📍 23. Angel and devil

1.8K 184 31
                                    

     "Kenapa sih? Perasaan dari kemaren kamu banyak diemnya," Laili menatap Maryam cemas, "kamu sakit? Sariawan?"

     Lagi, Maryam hanya menanggapi ucapan Laili dengan gelengan kecil. Sementara Laili kini menghela napas kasar mendapat respon sedemikian dari Maryam.

     Beberapa hari ini Maryam selalu seperti itu. Lebih banyak diam, melamun, dan nampak murung. Laili khawatir, sangat khawatir malah. Tidak biasanya Maryam seperti ini. Ia yakin terjadi sesuatu. Ia yakin sahabatnya itu sedang ada masalah.

     Saat ini keduanya tengah berada di rumah Laili untuk mengerjakan tugas bersama. Namun, ada alasan lain, ada sesuatu yang ingin Laili bicarakan pada Maryam.

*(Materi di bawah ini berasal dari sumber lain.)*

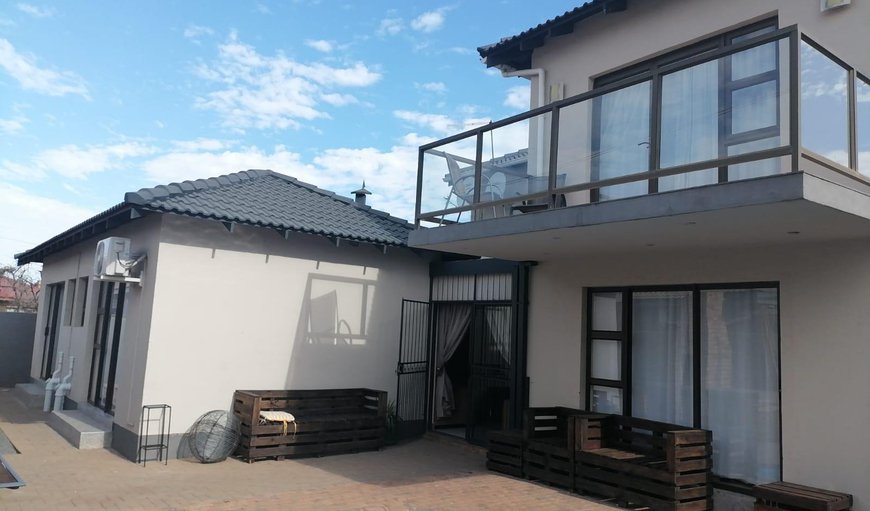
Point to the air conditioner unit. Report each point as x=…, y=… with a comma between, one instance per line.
x=112, y=254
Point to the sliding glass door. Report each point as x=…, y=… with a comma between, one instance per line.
x=701, y=356
x=740, y=381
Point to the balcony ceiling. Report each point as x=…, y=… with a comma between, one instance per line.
x=787, y=209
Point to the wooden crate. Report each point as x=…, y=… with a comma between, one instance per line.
x=327, y=422
x=549, y=443
x=656, y=465
x=505, y=452
x=796, y=497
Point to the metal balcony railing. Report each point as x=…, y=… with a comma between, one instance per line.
x=727, y=114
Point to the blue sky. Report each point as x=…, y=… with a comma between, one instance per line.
x=104, y=97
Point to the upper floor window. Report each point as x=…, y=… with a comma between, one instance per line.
x=712, y=110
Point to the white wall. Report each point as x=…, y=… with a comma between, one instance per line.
x=78, y=341
x=230, y=312
x=825, y=331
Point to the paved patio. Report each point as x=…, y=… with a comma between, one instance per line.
x=427, y=474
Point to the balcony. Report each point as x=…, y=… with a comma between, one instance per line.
x=769, y=119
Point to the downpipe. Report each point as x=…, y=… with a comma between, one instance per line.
x=65, y=386
x=52, y=383
x=540, y=74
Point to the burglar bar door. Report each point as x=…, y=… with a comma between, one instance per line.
x=50, y=335
x=107, y=337
x=490, y=381
x=413, y=369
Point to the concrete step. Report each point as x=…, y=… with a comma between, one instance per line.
x=82, y=428
x=30, y=395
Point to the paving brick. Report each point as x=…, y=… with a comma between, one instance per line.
x=424, y=475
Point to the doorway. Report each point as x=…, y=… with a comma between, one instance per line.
x=472, y=380
x=108, y=332
x=52, y=318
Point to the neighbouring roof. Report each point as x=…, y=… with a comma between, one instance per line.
x=515, y=52
x=261, y=198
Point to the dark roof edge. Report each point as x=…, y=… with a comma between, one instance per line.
x=515, y=51
x=76, y=234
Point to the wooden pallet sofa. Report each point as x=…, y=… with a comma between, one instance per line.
x=549, y=443
x=646, y=463
x=634, y=461
x=326, y=422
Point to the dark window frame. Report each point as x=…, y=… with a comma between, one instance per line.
x=626, y=367
x=652, y=69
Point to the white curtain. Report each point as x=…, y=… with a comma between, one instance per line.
x=451, y=324
x=740, y=382
x=690, y=124
x=623, y=139
x=498, y=322
x=661, y=353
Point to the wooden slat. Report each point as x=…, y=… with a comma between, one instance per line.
x=801, y=497
x=327, y=421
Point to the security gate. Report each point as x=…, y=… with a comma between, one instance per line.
x=490, y=362
x=412, y=388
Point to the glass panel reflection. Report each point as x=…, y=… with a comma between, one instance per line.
x=824, y=106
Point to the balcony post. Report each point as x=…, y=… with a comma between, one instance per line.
x=478, y=168
x=794, y=99
x=420, y=154
x=554, y=155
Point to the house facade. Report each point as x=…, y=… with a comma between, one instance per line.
x=696, y=202
x=249, y=281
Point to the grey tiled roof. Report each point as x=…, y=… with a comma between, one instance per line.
x=253, y=197
x=269, y=199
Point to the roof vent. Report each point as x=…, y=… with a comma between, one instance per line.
x=360, y=195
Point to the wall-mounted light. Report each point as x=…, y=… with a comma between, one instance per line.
x=833, y=4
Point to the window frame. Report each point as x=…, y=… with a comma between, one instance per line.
x=653, y=69
x=626, y=337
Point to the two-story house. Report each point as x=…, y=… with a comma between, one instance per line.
x=692, y=183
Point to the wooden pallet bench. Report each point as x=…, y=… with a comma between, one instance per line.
x=661, y=466
x=505, y=452
x=549, y=443
x=796, y=497
x=327, y=422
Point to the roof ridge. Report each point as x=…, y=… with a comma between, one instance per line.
x=341, y=198
x=143, y=195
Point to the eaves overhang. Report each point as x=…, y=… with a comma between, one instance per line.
x=515, y=52
x=109, y=219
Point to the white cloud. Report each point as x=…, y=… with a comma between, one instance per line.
x=23, y=68
x=12, y=126
x=20, y=172
x=429, y=21
x=76, y=162
x=36, y=11
x=389, y=175
x=338, y=99
x=518, y=97
x=202, y=144
x=320, y=45
x=195, y=32
x=436, y=87
x=273, y=92
x=30, y=219
x=439, y=123
x=191, y=163
x=390, y=26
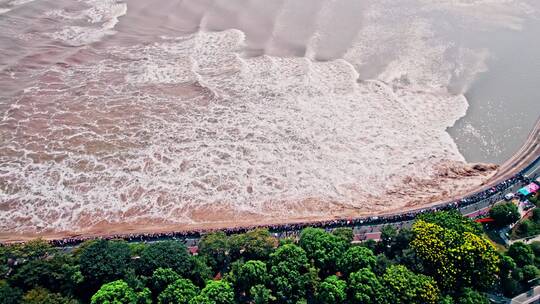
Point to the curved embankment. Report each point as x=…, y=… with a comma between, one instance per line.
x=527, y=155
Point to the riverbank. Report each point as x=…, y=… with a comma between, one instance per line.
x=529, y=153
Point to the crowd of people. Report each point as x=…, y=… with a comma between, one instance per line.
x=283, y=230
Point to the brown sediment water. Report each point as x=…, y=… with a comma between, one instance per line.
x=123, y=117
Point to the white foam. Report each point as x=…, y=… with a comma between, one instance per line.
x=157, y=130
x=104, y=13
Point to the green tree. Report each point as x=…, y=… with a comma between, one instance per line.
x=218, y=292
x=322, y=248
x=118, y=292
x=455, y=260
x=161, y=278
x=355, y=258
x=452, y=220
x=246, y=275
x=510, y=286
x=521, y=253
x=382, y=262
x=365, y=288
x=261, y=295
x=332, y=291
x=104, y=261
x=43, y=296
x=215, y=248
x=257, y=244
x=8, y=294
x=530, y=273
x=446, y=300
x=470, y=296
x=404, y=286
x=290, y=273
x=58, y=274
x=345, y=234
x=504, y=214
x=180, y=292
x=166, y=254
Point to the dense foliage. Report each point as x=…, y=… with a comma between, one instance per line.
x=443, y=258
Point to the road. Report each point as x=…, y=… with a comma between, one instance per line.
x=531, y=296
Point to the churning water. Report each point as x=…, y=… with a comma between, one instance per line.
x=220, y=111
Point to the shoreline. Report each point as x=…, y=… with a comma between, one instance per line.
x=525, y=156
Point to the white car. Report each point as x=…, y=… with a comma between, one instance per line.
x=509, y=196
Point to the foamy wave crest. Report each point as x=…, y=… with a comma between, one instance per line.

     Perasaan Maryam sedang tidak karuan. Entahlah, dirinya juga tidak terlalu paham dengan perasaannya sendiri. Yang dirinya tahu, ini begitu menyesakkan. "Kamu gak perlu menjelaskan maksud kamu. Aku sudah tau. Tapi maaf, aku bukan salah satu mainan kamu. Aku enggak seperti mereka yang bisa dengan mudah kamu kelabui. Permisi."

     Maryam memejamkan mata sejenak. Hatinya terasa ngilu mengingat perkataannya sendiri pada Raga. Harusnya tindakan yang dirinya lakukan sudah benar bukan? Lalu kenapa sekarang ia merasa menyesal dan bersalah?

     Lalu, bagaimana dengan Raga? Apa dia tersinggung? Apa perkataanku udah kelewatan? Haruskah aku minta maaf? Berbagai pemikiran mulai muncul satu persatu bagai air hujan yang jatuh dari langit, begitu banyak dan penuh di kepalanya.

     "Maryam," Tepukan ringan di pundak Maryam membuatnya tersentak dan tersadar dari lamunan singkatnya. Maryam mencoba untuk tetap tersenyum. Bagaimanapun, Laili tidak boleh menaruh curiga padanya. Maryam tidak ingin Laili cemas dan khawatir karena dirinya. "I-iya, Lai?"

    Laili menyipitkan mata. "Menurutmu aku ini siapa?" Kernyitan samar nampak di kening Maryam mendengar pertanyaan yang Laili ajukan padanya.

     "Pertanyaan macam apa itu? Tentu saja kamu itu Laili, sahabat aku." Tidak sulit bagi Maryam menjawab pertanyaan itu. Namun sepertinya Laili belum juga puas dengan jawaban yang Maryam berikan.

     Laili mendengus kasar. "Aku gak yakin dengan hal itu."

     Kernyitan nampak semakin jelas di kening Maryam. "Apa maksud kamu?"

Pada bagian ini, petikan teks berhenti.